We’ve all seen the commercials. That oddly cute pirate-guy-sans-bike singing about sad circumstances that led him to be in his current shabby living situation due to his poor credit score. It sounds like it’s a free service, right? I mean, it says it right there in the song. The dude even spells it out (“F to the R to the E to the E to the C to the R to the E-D-I-T”); why would he lie?

But an article in The New York Times this week claims that not only is Mr. FreeCreditReport.com lying about his service’s lack of fees, but many, many other companies are profiting from the credit report monitoring service charge business. One such company, Experian, which owns FreeCreditReport.com, has paid over $1.25 million to the government over the past five years to settle charges of false claims regarding “free” reports. The government has even launched a series of counter ads to attack Experian, which can be seen at FTC.gov/freereports.

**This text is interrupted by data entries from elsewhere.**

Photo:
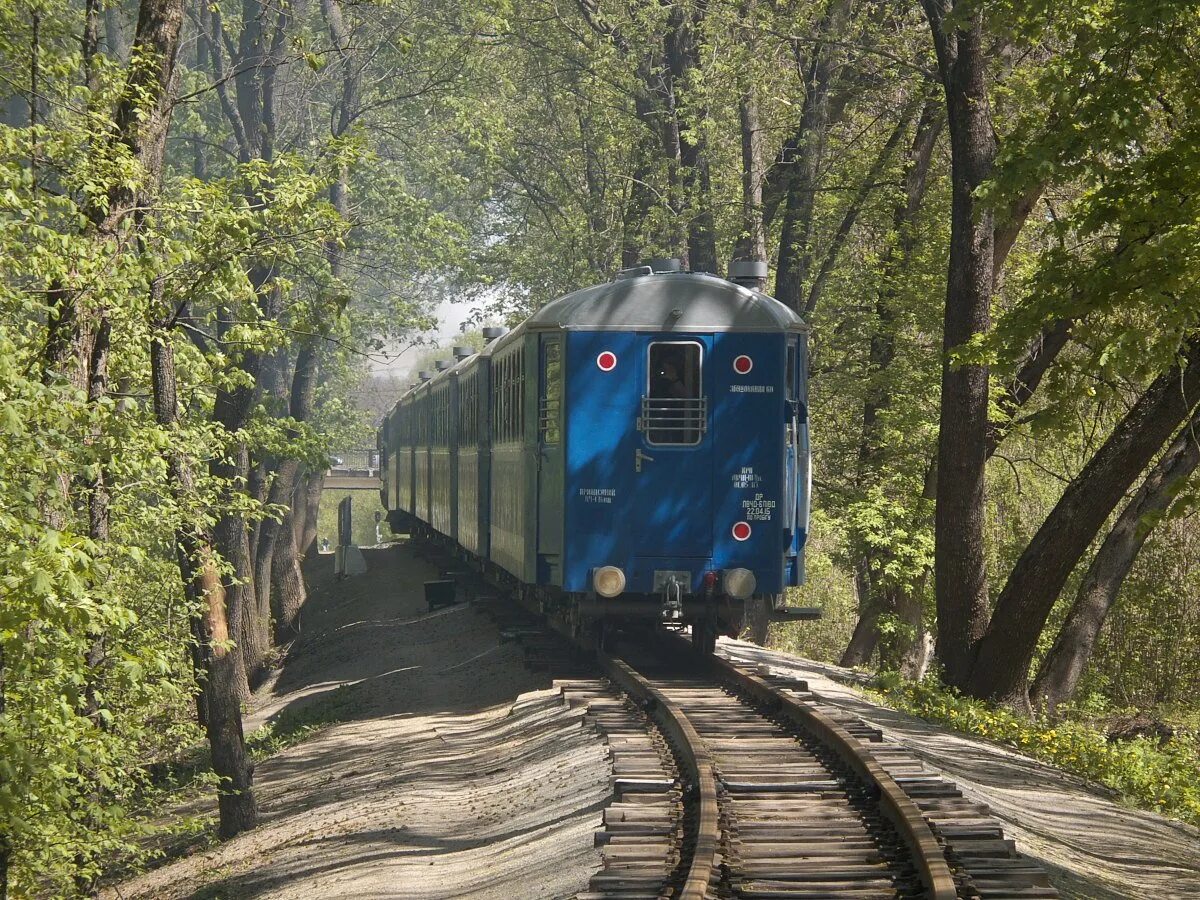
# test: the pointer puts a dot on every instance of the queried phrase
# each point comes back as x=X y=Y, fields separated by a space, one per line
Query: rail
x=695 y=757
x=895 y=804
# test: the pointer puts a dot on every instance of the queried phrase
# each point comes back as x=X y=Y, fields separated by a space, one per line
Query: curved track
x=769 y=813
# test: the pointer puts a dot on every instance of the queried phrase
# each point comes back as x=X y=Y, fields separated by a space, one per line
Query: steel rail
x=694 y=755
x=895 y=804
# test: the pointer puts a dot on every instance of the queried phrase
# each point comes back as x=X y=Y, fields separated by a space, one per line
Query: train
x=633 y=454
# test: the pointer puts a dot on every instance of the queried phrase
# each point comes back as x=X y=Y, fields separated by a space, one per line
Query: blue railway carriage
x=641 y=453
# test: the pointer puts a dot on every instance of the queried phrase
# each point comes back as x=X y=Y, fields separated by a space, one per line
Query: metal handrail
x=675 y=414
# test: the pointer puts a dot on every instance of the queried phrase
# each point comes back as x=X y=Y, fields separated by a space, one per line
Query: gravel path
x=1092 y=846
x=451 y=771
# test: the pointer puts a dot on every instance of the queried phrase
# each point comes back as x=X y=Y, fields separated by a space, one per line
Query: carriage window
x=552 y=397
x=673 y=409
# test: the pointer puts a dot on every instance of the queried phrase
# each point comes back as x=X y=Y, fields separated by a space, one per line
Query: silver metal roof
x=667 y=303
x=664 y=301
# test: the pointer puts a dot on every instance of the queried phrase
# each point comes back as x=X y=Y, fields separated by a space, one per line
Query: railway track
x=751 y=789
x=731 y=783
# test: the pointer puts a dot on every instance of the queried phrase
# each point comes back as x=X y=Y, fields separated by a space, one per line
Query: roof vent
x=636 y=271
x=749 y=273
x=665 y=265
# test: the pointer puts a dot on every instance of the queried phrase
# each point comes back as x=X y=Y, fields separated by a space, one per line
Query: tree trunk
x=220 y=670
x=865 y=636
x=960 y=561
x=5 y=841
x=880 y=355
x=313 y=489
x=1065 y=665
x=796 y=234
x=1001 y=670
x=751 y=244
x=287 y=582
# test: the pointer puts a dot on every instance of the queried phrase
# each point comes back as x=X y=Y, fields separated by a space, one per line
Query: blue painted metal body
x=565 y=477
x=677 y=513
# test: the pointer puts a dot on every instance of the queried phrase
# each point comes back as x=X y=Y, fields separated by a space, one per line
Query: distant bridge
x=353 y=471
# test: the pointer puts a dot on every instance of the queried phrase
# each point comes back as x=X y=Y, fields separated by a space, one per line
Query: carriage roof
x=666 y=303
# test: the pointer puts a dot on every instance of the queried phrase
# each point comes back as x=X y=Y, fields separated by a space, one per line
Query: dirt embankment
x=449 y=769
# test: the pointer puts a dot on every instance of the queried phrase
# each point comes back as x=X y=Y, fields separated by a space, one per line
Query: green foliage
x=1159 y=777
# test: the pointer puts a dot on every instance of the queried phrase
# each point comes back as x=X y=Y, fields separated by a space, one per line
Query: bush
x=1163 y=777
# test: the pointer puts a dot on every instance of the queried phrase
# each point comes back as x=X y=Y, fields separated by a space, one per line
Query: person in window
x=671 y=415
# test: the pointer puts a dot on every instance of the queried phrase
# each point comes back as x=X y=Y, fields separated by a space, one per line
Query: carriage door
x=550 y=459
x=673 y=457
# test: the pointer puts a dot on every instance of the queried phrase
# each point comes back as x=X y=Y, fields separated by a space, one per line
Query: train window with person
x=675 y=405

According to Edgar Dworsky, founder of ConsumerWorld.org and a former member of Experian’s consumer advisory panel, you only need to check your credit score about every four months -- anything beyond that ventures into paranoia. The government requires the three major credit bureaus -- Experian, Equifax, and TransUnion -- to provide one free report annually to consumers. Unfortunately, these bureaus saw a chance to capitalize on the growing insanity over identity theft, the need for mortgages and loans, and other consumer concerns about credit, and they were able to induce customers to pay nominal fees to receive monthly credit report monitoring.

If you’re worried about falling prey to one of these “free” credit report scams, The Times has a great interactive piece about all the major credit bureaus, their credit report sites, and whether or not they are actually free. We recommend sticking with the government’s own site, AnnualCreditReport.com, and taking the FreeCreditReport.com commercials for entertainment value only!